Essa nova lógica nos traz o novo empregado do século XXI: alguém sem direitos, que odeia o INSS, abomina a CLT e trabalha 12 horas por dia sob a fantasia de empreendedor.
Hoje, a palavra do momento é “empreender”. Só que dirigir um carro de aplicativo ou prestar serviços pontuais como profissional liberal não é empreender.
Empreender é identificar oportunidades de negócio, desenvolver ideias e colocá-las em prática — frequentemente com o objetivo de criar algo novo ou melhorar algo existente.
Quando Joseph Safra criou seu banco, ele foi um empreendedor. Mas quando o trabalhador dirige um carro fazendo entrega fora de seu expediente, ele não está empreendendo. Está fazendo um freelance.
E não há problema algum em ser freelancer — inclusive, é uma ótima forma de complementar a renda pessoal ou familiar. O problema é confundir isso com empreendedorismo, algo que tem sido incentivado por influenciadores com “dicas” como: faça bolo de pote, baixe um aplicativo de transporte, ofereça-se para lavar o carro do vizinho…

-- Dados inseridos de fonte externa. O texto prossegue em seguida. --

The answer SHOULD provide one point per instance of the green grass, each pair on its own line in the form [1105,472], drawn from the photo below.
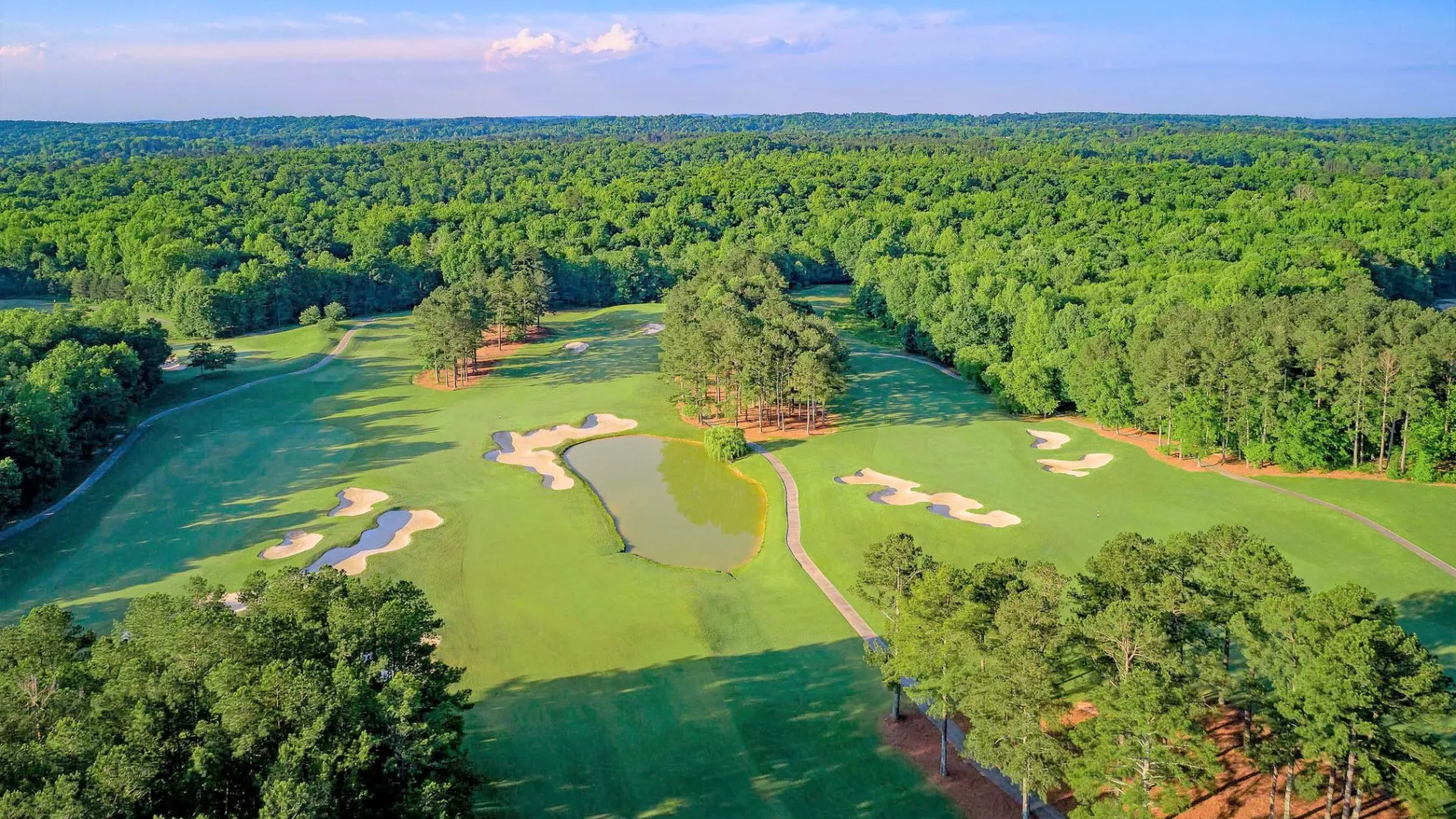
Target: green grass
[606,684]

Embora eu possa parecer sectário, não sou. Nós, economistas, trabalhamos com a realidade.
Safra identificou uma oportunidade, desenvolveu uma ideia e criou um dos maiores bancos da América Latina.
Madame C.J. Walker foi uma empreendedora de fato: começou produzindo produtos para cabelo ao observar uma necessidade em sua comunidade. Desenvolveu a ideia e aprimorou os produtos já existentes.
O Microempreendedor Individual (MEI) foi criado para ajudar o pipoqueiro, a empregada doméstica, o encanador — trabalhadores que estavam à margem dos benefícios sociais concedidos aos celetistas.
Mas a substituição do trabalhador formal pelo MEI vem, hoje, numa roupagem de economia social, onde se pretende entregar “valor humano” quando, na verdade, se deveria entregar respeito, dignidade e salários justos.
E, dentro dessa nova ordem econômica — onde ninguém tem nada, nem mesmo o próprio emprego — a mão invisível de Adam Smith já não regula: ela enforca.
Primeiro, o trabalhador. Depois, o capitalista — que sucumbe pela ausência de consumidores.